Bees use colour-coding to collect pollen and nectar

30 September 2015

A study published this week in the Royal Society journal Biology Letters finds that bees are able to learn which flowers to collect nectar and pollen from based on the colour of the blooms.

Bees gather nectar as a carbohydrate source and harvest pollen for protein- both essential parts of a bee’s diet. A lab study lead by Felicity Muth at University of Nevada shows that bees can learn to associate pollen and nectar each with a different colour flower to help them forage for the different nutrients at the same time.

Researchers trained groups of bees in the lab to associate yellow flowers and blue flowers with either a cherry pollen reward or with sugar water- a stand in for flower nectar.

After the bees had learnt which colour flowers contained which food the team tested the bees on a group of 16 artificial flowers including the original yellow and blue as well as orange and purple blooms that the bees hadn’t encountered before. The team filmed the behaviour of bees to see which flowers they tried to collect pollen from and where they attempted to gather nectar-harvesting techniques which require different bee body movements.

In the test 20 bees collected both pollen and nectar. The results showed that the bees were more likely to search for pollen and nectar on the coloured flowers they had learnt to associate with the treats and less likely to check out the flowers which they had previously been trained to associate with the other reward.

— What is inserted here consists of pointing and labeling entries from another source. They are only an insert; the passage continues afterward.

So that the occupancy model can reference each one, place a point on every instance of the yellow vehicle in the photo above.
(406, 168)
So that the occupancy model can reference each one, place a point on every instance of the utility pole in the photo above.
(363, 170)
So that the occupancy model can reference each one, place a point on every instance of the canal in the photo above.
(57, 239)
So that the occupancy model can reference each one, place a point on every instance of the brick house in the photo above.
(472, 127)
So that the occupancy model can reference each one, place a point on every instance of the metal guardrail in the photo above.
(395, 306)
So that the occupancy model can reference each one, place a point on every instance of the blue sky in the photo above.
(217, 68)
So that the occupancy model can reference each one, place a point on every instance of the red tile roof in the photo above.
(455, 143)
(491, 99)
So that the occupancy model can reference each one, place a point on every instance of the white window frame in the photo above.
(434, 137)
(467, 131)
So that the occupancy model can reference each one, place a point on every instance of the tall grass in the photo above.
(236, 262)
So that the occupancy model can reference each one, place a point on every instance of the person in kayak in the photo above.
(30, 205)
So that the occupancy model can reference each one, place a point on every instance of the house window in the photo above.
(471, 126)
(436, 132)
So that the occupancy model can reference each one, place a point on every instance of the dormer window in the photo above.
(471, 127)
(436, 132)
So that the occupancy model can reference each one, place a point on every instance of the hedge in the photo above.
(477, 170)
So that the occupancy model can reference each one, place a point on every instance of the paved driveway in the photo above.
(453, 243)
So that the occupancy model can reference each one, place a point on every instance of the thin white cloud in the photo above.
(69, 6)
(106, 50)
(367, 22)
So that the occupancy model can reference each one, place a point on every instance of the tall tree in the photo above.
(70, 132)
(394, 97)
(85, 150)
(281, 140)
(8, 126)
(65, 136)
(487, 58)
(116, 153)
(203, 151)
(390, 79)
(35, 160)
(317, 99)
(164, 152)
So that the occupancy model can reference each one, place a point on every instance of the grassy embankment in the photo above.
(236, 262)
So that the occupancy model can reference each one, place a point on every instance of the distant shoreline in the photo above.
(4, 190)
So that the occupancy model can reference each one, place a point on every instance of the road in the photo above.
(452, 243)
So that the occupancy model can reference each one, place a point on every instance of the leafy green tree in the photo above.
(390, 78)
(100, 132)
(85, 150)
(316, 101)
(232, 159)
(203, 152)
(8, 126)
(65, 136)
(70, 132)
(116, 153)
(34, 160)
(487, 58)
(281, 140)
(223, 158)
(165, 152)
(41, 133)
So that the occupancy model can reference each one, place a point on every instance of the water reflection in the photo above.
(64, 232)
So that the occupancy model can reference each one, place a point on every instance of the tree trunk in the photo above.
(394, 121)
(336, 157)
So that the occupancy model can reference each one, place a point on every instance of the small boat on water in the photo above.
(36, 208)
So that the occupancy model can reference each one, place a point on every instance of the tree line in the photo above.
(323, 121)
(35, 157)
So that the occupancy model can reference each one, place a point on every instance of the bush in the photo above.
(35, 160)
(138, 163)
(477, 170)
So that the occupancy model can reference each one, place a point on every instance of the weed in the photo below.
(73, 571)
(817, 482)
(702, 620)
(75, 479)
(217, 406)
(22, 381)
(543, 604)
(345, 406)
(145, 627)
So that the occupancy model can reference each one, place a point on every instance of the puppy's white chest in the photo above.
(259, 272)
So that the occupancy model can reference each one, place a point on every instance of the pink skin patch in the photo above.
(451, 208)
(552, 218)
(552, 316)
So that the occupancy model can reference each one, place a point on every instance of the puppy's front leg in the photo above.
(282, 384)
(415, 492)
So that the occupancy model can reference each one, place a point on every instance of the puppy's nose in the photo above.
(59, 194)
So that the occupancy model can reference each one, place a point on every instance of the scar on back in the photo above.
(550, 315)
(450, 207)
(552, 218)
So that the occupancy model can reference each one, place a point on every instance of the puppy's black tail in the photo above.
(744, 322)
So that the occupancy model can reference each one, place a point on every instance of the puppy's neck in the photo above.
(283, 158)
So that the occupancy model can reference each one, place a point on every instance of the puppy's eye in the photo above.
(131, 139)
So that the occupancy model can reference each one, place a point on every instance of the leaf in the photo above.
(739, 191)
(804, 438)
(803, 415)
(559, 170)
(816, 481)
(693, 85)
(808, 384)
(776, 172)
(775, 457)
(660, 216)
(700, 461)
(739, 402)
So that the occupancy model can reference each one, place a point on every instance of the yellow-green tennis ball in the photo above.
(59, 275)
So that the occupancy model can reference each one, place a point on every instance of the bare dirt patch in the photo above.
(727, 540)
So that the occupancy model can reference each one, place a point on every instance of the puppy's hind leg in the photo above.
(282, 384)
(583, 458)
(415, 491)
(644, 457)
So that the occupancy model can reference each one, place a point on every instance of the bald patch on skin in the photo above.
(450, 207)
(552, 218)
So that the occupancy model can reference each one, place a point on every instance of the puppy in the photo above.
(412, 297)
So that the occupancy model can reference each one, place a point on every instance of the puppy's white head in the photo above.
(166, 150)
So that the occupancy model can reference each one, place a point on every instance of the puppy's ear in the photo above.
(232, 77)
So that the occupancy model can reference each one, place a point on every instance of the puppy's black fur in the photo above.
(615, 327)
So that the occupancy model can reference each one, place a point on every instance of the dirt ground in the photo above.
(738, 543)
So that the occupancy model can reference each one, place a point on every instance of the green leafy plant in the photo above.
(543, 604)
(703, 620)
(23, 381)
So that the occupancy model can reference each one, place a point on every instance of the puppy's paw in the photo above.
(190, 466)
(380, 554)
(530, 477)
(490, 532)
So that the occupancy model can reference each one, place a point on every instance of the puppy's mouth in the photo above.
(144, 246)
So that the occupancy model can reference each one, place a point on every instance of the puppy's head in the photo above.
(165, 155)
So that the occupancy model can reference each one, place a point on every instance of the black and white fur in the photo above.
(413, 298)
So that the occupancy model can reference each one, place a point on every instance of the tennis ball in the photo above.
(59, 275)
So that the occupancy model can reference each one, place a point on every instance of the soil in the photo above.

The bees could also generalise what they had learnt. Bees who knew yellow flowers meant nectar also tried to get nectar from orange flowers but not from green; and bees who knew pollen came from blue flowers tried to harvest it from the green flowers as well. 

Scientists have long studied learning and memory in bees, but so far have only focused on testing their learning and memory when only one reward is involved. This study shows that bees can learn to associate colours with multiple rewards simultaneously. It’s a skill which would be useful for general foragers like bumblebees that have a diverse diet often foraged from different places.